I’ve read both (Steeling Nasreen and Six Metres of Pavement) and I think you’d like both but especially Pavement. One aspect of Azeez’s story in All Inclusive didn’t resonate for me as much as I think it might for some other readers (obviously it didn’t throw you at all!), but I did like the way that the narratives gradually intersect, and I think it’s important that the precipitating event appears in literature more often, given how many lives it’s touched. The resolution was very satisfying I thought (whereas I thought it might veer too far in one direction or another, be too sentimental or too limbo-y, given the situations which arise). You?
It’s not that I didn’t have any problem with it at all, but that I still liked his part better than hers. It’s been a while now since I read it – I wish I could give you a good explanation as to why this was the case. I think I just thought his part was unique, and I didn’t quite know where it was going to go.
One thing that bothered me about his part and how he attempted to interact with her was the issue of privacy (do you know what I mean?). Then, even when she addressed it quickly in the book, I still wasn’t satisfied. The whole idea kind of creeps me out. 🙂
(Trying to explain without spoiling – don’t know how successful I was. Haha.)
That makes sense: it creates all kinds of opportunities (and I didn’t guess where it was going, although I should have, when I saw the dates). And, as you say, it’s that very open-endedness of it which creates the opportunity for privacy to be violated. The short explanation was useful, in that at least we knew it had been considered, but we are left to trust that boundaries are respected. Mind you, I wonder if it’s partly our cultural background which results in this being more of a creepy thing and less of a comforting thing; maybe if we were raised in a culture which left a more prominent place for, say, benevolent protectors and guardians or ancestral spirits, we might not find it such a disturbing detail? I didn’t think of it this way when reading, it just occurred to me now (and my comment is just as vague so we are a good pair!).

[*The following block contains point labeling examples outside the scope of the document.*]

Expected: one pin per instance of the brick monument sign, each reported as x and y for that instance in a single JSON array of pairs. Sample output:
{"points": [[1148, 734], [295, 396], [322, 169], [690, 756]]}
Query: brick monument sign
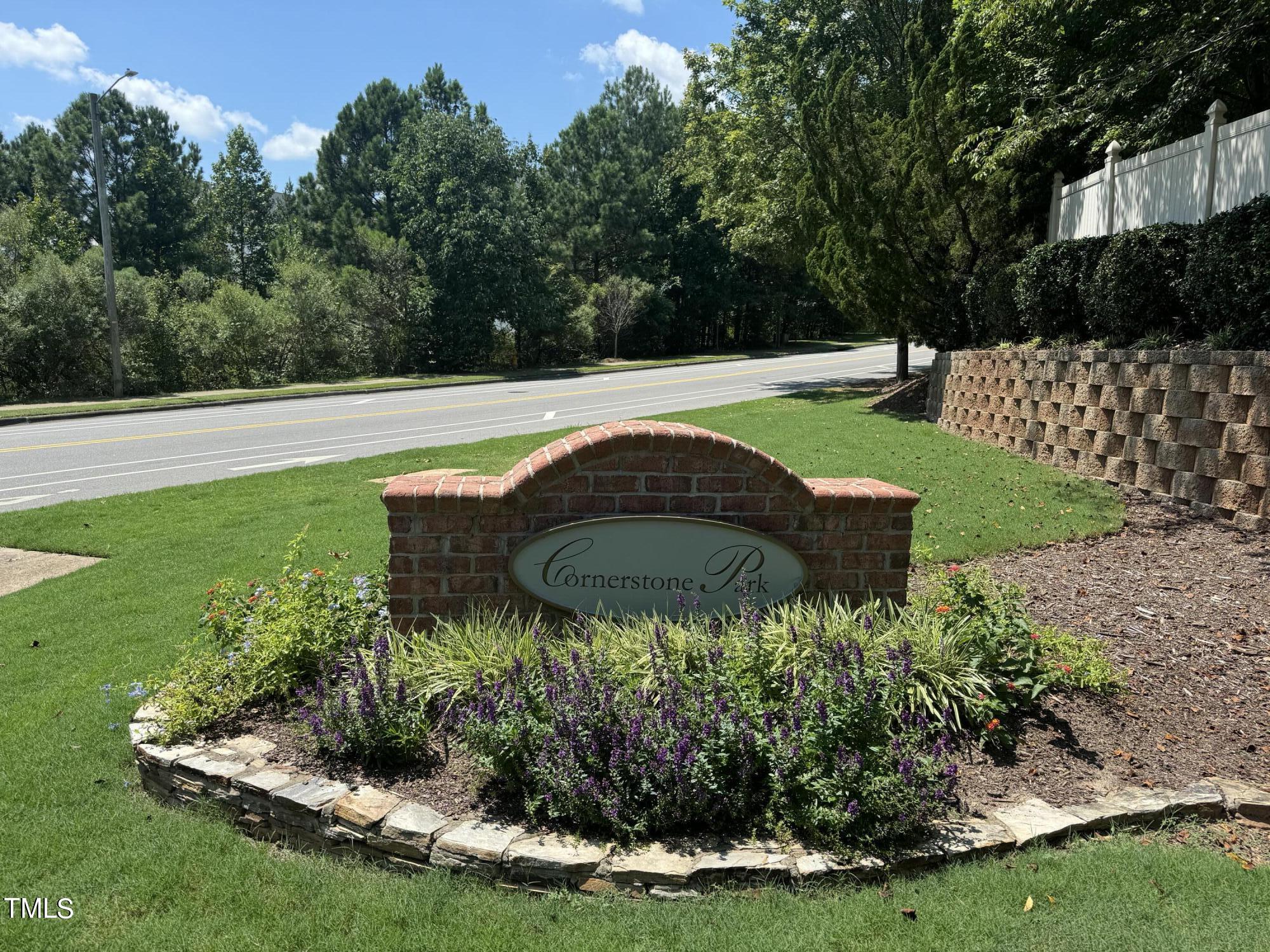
{"points": [[711, 511]]}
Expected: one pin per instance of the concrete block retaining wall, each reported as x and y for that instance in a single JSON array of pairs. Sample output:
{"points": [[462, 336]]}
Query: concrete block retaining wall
{"points": [[277, 803], [1187, 426]]}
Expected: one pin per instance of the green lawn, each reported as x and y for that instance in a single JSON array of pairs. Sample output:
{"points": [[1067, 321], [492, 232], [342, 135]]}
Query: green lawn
{"points": [[363, 385], [144, 876]]}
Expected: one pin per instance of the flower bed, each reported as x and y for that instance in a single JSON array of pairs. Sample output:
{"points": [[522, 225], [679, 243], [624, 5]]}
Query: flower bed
{"points": [[819, 720], [808, 739]]}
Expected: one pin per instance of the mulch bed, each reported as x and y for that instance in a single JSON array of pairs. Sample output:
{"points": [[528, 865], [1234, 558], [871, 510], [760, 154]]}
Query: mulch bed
{"points": [[902, 398], [1184, 602]]}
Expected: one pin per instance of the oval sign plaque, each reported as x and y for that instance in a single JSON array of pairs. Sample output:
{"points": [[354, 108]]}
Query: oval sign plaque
{"points": [[641, 564]]}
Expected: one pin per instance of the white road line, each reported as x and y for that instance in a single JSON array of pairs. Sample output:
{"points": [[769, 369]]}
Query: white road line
{"points": [[295, 461], [412, 433], [511, 423], [533, 416], [196, 414]]}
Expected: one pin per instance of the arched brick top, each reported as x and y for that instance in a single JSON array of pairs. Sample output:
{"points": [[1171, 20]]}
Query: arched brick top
{"points": [[552, 468]]}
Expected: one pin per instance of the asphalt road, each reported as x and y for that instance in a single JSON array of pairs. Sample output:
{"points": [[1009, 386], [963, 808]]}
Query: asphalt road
{"points": [[43, 464]]}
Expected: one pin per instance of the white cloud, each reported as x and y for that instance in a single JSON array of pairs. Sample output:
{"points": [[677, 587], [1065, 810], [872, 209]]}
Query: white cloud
{"points": [[299, 142], [634, 49], [54, 50], [196, 115], [21, 122]]}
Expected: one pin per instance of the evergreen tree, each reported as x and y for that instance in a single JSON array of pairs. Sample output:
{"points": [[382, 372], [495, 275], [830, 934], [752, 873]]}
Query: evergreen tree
{"points": [[443, 96], [242, 211], [352, 187], [465, 216], [153, 178]]}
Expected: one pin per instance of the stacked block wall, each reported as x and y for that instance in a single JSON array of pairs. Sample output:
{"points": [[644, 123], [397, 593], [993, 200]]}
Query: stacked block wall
{"points": [[1189, 426]]}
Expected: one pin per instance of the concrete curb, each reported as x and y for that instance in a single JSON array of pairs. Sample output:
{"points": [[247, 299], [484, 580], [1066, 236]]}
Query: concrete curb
{"points": [[280, 804]]}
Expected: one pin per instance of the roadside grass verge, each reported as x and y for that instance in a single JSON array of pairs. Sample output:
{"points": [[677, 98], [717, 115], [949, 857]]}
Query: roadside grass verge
{"points": [[361, 385], [147, 876]]}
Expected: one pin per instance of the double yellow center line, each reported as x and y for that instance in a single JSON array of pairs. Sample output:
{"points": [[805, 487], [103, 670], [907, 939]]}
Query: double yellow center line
{"points": [[556, 395]]}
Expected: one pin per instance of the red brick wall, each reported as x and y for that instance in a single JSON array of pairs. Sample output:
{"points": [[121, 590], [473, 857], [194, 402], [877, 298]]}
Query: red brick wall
{"points": [[453, 535]]}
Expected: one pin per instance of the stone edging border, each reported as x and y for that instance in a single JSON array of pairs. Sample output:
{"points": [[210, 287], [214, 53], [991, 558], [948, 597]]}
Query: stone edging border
{"points": [[276, 803]]}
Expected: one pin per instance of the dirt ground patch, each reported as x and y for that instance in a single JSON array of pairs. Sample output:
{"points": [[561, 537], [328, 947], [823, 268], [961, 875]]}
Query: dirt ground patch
{"points": [[904, 398], [1182, 601], [21, 568], [448, 780]]}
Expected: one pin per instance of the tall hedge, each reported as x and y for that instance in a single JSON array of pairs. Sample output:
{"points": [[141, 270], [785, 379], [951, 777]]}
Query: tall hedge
{"points": [[1136, 289], [1208, 281], [1227, 280], [1048, 294], [991, 308]]}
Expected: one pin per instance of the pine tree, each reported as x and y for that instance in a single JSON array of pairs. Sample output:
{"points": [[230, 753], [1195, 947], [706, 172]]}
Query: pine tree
{"points": [[242, 211]]}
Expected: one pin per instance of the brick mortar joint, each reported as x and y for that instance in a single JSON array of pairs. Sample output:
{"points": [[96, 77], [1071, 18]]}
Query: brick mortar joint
{"points": [[368, 840]]}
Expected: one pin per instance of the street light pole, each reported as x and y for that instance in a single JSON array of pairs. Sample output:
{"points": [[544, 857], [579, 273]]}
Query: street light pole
{"points": [[105, 213]]}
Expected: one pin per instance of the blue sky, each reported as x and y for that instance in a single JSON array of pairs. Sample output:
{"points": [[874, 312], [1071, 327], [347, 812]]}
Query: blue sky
{"points": [[284, 70]]}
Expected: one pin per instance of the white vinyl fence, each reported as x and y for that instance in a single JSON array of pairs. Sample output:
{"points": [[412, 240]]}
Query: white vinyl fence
{"points": [[1225, 166]]}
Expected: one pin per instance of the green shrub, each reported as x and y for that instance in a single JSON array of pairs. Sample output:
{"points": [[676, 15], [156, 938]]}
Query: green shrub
{"points": [[991, 307], [1048, 293], [54, 332], [359, 709], [1136, 289], [1227, 280], [261, 642], [968, 640]]}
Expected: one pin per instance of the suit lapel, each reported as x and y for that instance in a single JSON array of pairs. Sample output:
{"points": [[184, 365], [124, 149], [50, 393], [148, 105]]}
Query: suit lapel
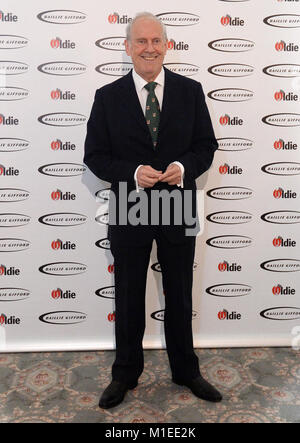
{"points": [[130, 100]]}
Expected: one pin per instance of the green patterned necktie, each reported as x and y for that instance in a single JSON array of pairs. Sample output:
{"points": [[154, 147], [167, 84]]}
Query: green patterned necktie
{"points": [[152, 112]]}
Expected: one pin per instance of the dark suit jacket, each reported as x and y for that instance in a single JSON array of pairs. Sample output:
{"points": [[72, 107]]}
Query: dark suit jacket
{"points": [[118, 141]]}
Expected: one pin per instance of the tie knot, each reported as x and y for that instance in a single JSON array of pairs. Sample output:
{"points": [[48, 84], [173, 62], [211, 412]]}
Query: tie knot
{"points": [[151, 86]]}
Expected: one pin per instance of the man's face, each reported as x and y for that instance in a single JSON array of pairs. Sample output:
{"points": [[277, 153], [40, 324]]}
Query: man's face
{"points": [[147, 48]]}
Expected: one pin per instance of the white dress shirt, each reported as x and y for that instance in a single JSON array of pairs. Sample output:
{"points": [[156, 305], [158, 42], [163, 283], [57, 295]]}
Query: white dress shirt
{"points": [[142, 93]]}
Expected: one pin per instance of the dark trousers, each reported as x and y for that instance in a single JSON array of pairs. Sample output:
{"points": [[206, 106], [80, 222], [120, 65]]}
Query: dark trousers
{"points": [[131, 266]]}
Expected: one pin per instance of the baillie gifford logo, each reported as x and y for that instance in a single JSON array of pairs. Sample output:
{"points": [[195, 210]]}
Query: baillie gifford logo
{"points": [[280, 242], [282, 145], [225, 315], [281, 193], [282, 46], [57, 43], [115, 18]]}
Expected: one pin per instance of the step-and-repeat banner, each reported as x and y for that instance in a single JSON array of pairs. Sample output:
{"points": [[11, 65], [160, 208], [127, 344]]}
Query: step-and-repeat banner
{"points": [[56, 268]]}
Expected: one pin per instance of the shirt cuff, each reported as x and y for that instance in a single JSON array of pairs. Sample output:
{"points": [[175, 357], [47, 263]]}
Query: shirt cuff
{"points": [[135, 179], [182, 172]]}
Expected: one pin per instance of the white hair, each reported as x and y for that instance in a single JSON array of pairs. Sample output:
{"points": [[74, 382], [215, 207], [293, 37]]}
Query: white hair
{"points": [[149, 16]]}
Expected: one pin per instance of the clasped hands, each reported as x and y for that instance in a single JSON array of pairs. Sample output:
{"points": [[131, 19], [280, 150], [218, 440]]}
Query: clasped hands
{"points": [[147, 176]]}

Good point about the possibility of it being a cultural thing. In general, I think, I do find it comforting and nice to think about, but when the situation gets… intimate, I find myself thinking “what I don’t know won’t hurt me”. 🙂
[…] I couldn’t resist. Earlier in the year, The FOLD Festival of Literary Diversity posted a 2016 challenge to read more diverse books. I’m a huge fan of The FOLD and the work they’ve done to promote literary diversity in […]
I don’t do many challenges. But all the best to you. 🙂
That’s understandable. I used to do many more, specifically more thematic ones, but now I am careful to leave room for some undirected (even if not quite whimsical) reading!
Goodness – both of these books sound unsettling but fascinating.
and I meant to add that the Festival sounds incredible. YAY to those organizing such!
It’s pretty awesome, eh? I feel lucky to be living in such bookish environs!
They’re both gripping stories for sure! And unsettling isn’t always bad, right?
I dont do these challenges myself but am always interested how creative people are when they make their reading selections
I love stumbling upon ideas which seem quite different from my own, especially when categories intersect and a book I’ve thought fits perfectly in one spot could be listed for another line entirely.